前回に引き続き、マルチネス氏の「SEO」に対するRandの批評の後半をお届けする

SEOコミュニティのリーダーが繰り返し言うように、meta keywordsタグは無視すること。基本に戻って、関連性の高いコンテンツを追加し続けていれば、Askやヤフーはコンテンツに基づいてページをインデックス化して、meta keywordsタグをインデックス化するのをやめるだろう。

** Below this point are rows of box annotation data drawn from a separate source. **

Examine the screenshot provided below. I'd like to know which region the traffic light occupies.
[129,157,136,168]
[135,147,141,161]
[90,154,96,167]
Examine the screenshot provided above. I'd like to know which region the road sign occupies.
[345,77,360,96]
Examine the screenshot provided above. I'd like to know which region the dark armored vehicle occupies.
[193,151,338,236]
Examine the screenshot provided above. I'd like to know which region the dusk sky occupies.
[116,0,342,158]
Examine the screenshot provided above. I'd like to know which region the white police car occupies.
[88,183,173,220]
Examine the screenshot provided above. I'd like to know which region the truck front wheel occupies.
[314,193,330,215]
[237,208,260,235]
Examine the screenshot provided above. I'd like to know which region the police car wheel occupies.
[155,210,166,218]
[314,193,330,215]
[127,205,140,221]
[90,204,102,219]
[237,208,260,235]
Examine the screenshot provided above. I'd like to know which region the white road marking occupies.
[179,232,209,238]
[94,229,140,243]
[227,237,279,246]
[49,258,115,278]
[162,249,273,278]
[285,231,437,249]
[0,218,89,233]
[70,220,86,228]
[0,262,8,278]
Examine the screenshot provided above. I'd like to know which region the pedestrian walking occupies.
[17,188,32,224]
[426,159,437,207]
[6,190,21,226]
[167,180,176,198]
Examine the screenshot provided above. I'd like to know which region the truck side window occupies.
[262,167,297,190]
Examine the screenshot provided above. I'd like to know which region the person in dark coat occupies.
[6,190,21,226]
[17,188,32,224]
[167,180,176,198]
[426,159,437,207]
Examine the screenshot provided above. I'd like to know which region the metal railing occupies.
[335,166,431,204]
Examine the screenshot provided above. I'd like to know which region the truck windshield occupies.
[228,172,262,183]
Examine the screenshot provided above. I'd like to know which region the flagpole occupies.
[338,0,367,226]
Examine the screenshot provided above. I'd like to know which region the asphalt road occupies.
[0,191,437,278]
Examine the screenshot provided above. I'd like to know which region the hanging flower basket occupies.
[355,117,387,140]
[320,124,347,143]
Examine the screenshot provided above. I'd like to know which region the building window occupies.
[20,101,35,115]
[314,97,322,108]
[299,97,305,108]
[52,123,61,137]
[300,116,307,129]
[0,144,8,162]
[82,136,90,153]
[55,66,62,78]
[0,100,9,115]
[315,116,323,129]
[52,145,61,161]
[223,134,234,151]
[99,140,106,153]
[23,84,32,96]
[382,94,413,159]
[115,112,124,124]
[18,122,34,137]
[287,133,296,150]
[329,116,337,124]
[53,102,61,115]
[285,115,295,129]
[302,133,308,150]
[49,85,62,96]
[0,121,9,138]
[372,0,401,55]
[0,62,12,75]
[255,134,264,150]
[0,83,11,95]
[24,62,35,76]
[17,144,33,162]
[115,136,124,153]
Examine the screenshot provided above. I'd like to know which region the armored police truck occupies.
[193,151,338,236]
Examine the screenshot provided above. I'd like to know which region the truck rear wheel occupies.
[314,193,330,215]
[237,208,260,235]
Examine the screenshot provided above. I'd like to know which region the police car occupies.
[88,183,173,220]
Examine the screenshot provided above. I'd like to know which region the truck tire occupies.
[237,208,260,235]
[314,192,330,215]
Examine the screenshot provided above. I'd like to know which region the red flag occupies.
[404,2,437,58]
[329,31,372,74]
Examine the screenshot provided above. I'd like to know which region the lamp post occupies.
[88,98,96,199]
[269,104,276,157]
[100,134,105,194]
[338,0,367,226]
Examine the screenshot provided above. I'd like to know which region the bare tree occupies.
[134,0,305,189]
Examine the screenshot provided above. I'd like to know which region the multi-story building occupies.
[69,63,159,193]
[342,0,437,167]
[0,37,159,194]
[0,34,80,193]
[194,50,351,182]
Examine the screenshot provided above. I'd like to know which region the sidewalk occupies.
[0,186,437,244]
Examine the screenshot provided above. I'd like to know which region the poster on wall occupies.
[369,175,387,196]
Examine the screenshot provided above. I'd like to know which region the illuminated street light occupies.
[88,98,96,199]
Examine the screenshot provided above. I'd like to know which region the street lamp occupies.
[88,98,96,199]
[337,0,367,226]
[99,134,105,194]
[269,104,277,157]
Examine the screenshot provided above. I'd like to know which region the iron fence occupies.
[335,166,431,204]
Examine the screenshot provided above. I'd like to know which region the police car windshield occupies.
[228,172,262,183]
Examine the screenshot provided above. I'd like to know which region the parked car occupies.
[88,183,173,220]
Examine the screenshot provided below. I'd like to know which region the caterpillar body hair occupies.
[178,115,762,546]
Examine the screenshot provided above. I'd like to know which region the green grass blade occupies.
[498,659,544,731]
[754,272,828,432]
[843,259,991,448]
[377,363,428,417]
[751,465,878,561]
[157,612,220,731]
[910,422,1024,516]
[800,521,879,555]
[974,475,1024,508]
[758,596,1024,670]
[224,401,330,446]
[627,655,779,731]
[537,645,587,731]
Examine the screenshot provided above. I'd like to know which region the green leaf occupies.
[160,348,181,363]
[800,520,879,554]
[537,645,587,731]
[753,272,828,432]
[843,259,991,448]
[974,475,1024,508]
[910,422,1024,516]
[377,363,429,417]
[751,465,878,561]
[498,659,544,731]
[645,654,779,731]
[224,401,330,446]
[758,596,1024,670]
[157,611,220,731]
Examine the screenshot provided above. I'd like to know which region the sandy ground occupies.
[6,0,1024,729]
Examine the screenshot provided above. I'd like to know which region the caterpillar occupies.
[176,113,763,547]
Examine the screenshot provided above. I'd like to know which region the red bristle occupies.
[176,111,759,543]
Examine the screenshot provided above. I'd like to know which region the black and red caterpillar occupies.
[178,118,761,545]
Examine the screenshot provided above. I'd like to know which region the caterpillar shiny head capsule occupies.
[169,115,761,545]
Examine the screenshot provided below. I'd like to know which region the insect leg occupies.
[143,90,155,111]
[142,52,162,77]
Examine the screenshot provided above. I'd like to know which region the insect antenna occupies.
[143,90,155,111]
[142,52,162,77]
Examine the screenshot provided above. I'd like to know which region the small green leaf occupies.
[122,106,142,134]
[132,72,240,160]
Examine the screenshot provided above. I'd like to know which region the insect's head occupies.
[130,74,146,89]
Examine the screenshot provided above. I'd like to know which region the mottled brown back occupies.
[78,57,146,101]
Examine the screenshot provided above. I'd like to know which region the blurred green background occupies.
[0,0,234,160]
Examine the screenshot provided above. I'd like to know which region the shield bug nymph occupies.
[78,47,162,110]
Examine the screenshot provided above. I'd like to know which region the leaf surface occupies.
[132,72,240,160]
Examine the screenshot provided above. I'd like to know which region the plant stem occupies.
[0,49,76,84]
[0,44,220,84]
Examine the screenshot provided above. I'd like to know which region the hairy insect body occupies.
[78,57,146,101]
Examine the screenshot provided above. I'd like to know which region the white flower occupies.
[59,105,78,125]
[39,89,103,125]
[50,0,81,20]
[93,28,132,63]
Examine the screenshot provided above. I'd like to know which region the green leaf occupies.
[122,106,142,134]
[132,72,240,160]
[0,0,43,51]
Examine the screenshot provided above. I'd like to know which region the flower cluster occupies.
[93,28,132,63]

これも強く反対だな。meta keywordsタグは競争力を高める最高の情報だ。だから、絶対それを自分のページに用い続けるべし! そうすればきっと、ヤフーやAskよりも君のSEO界の友人がそれを認めてくれるよ。さらに、僕は何年か前にA/Bテストをやってみたところ(ただ、状況はそのときと変わっているかもしれない)、ヤフーはメタタグ内の意味のないキーワードでもインデックス化してくれるが、それで検索順位はまったく上がらないことがわかった。これについては、ダニー・サリバン氏のこの意見に僕は同意するね。

※Web担編注 「上記ダニー・サリバン氏のこの意見」のリンク先で言われているのは、要約すると次のようなもの:

グーグルとlive.comではmeta keywordsタグは何の意味もない。ヤフーとaskでは検索結果に表れるかどうかに関係する。どの検索エンジンでも順位には関係ない。そのため、本文での綴り間違いをフォローしたり、本文では直接使われてはいないが明らかに関連するテーマのキーワードでヒットさせるために入れる程度の価値はある。

PageRankは、関連性には関係がない。グーグルはPageRankを使って、どのページをクエリに最も関連したページとして表示するかを決めている。最も関連性の高いページが実際どこにあるかは考慮されない。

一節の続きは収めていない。